They are only marginally better than a VCR. The main difference being the lack of a need to rotate tapes and no running out of tape and a nice index of the items you have managed to record.

I also don't think you are correct to say they are comparable with Sky+ at present in functionality. That will happen if and when Freeview Playback manages to launch some models that have Series Link capability.

Anyhow the OP was asking about how they compared with a Tivo - to which the correct answer is that they are rubbish by comparison.


----------



## Parrot of Doom (Nov 23, 2004)

Pete77 said:


> Have you played around with having the Enter button sending on or off and perhaps forgoing the leading zero setting being on? Also have you tried all possible options of Fast, Medium and Slow. How about having the wands further out from the NTL box IR window etc or further apart.


Its not a Tivo problem. Its a crap NTL box problem. None of the settings above would make the slightest bit of difference, believe me I've tried.

The NTL box is an old man that falls asleep in his chair, you have to nudge him before he wakes up from his slumber. He always misses that first number.


----------



## Parrot of Doom (Nov 23, 2004)

So, the Freeview recorders are rubbish then.

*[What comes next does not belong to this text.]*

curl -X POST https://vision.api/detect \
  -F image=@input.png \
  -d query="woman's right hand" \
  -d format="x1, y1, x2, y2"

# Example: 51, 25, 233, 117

So, does Tivo control that Sony Freeview recevier well enough? Well enough not to miss things all the time?


----------



## Pete77 (Aug 1, 2006)

Parrot of Doom said:


> So, does Tivo control that Sony Freeview recevier well enough? Well enough not to miss things all the time?


The Sony is not a good choice because it can't handle the time share channels properly on BBC Three and BBC Four or any other stations that have them and stays stuck with the overlay saying CBeebies has closed down for the night when you thought you had changed too BBC Four and were recording a program from it.

If your NTL box is so unbelivably bad then tell NTL it has broken dolwn and you want a different model instead as you have had so much trouble with this one.


----------



## Parrot of Doom (Nov 23, 2004)

Gah.

Is there a hack or mod available to put a Freeview board into a Tivo? It can't be that hard.


----------



## mikerr (Jun 2, 2005)

That freeview-on-a-scart-plug device works ok with tivo if you want to save space:
http://www.currys.co.uk/product.php?sku=106719


----------



## Pete77 (Aug 1, 2006)

Parrot of Doom said:


> Gah.
> 
> Is there a hack or mod available to put a Freeview board into a Tivo? It can't be that hard.


The main thing is to buy it from somewhere that will let you take it back if its no good. I think both Sainsburys and Tesco will let you return them free of charge and some new big Tescos now have a large choice of boxes.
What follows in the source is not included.